He clambered after Sam, trying to keep up, his senses warning him that he needed to override Sam's lead. They needed to stop moving for one second and think this through.

But Sam was through the second story window in a quick duck and bound, and Dean followed, reaching for Sam's jacket to try to hold him back for a beat. Dean's hand shot out for his brother as he crawled through the window, but stopped just short as Sam halted and Dean heard something splash against his boots when he set his feet on the floor.

_The hell?_

The smell was overwhelming and Dean was immediately and acutely aware that was coming from _everywhere_. Everything was coated in gasoline. The floors and walls glistened in the orange hue of the street lights filtering through the broken windows and disheveled horizontal blinds. From the dark stains on the tattered sectional to the liquid pooling about the rubber soles of his boots, Dean took in and assessed their present predicamentthrough startled, dilated pupils.

_Oh shit!_

The thought crossed his mind like a magnum bullet through the skull, his muscles knotting in survival-triggered tension, his eyes searching for movement. This wasn't simply nine kinds of crazy, this was severely fucked up. _Get out! We have to get out now!_

"Sam," Dean started, frozen to where he stood, just inside the window, hesitant to leave what was currently their only exit.

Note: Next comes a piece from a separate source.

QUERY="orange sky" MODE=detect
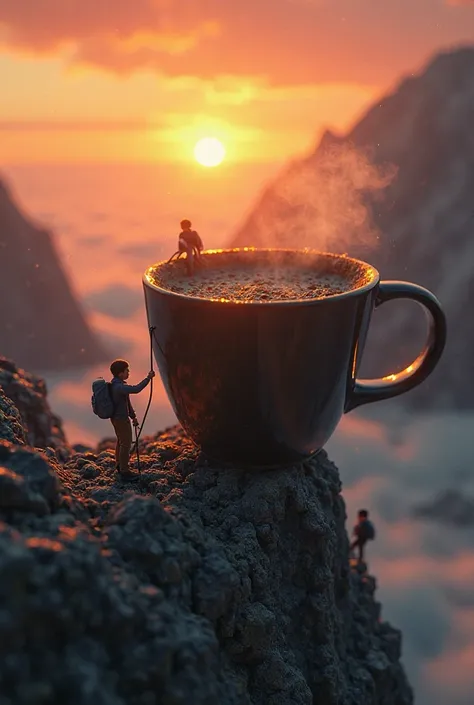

Dean's eyes adjusted to the darkness giving sharper definition to the shadows. One of them separated from the formless dark of the corner and shuffled toward the center of the room. Sam reached behind him slowly, lifting the back of his shirt, and wrapping his hand around the grip of the hand gun he'd concealed there as they'd left the motel. Common sense reared up, smacking him like the smell that was saturating everything. He couldn't fire anything in here… one shot, one flash from the barrel, and they would both go up like dry cinder. Sam immediately dropped his hand back to his side and slid one foot behind the other. It was only a few more steps back out the window…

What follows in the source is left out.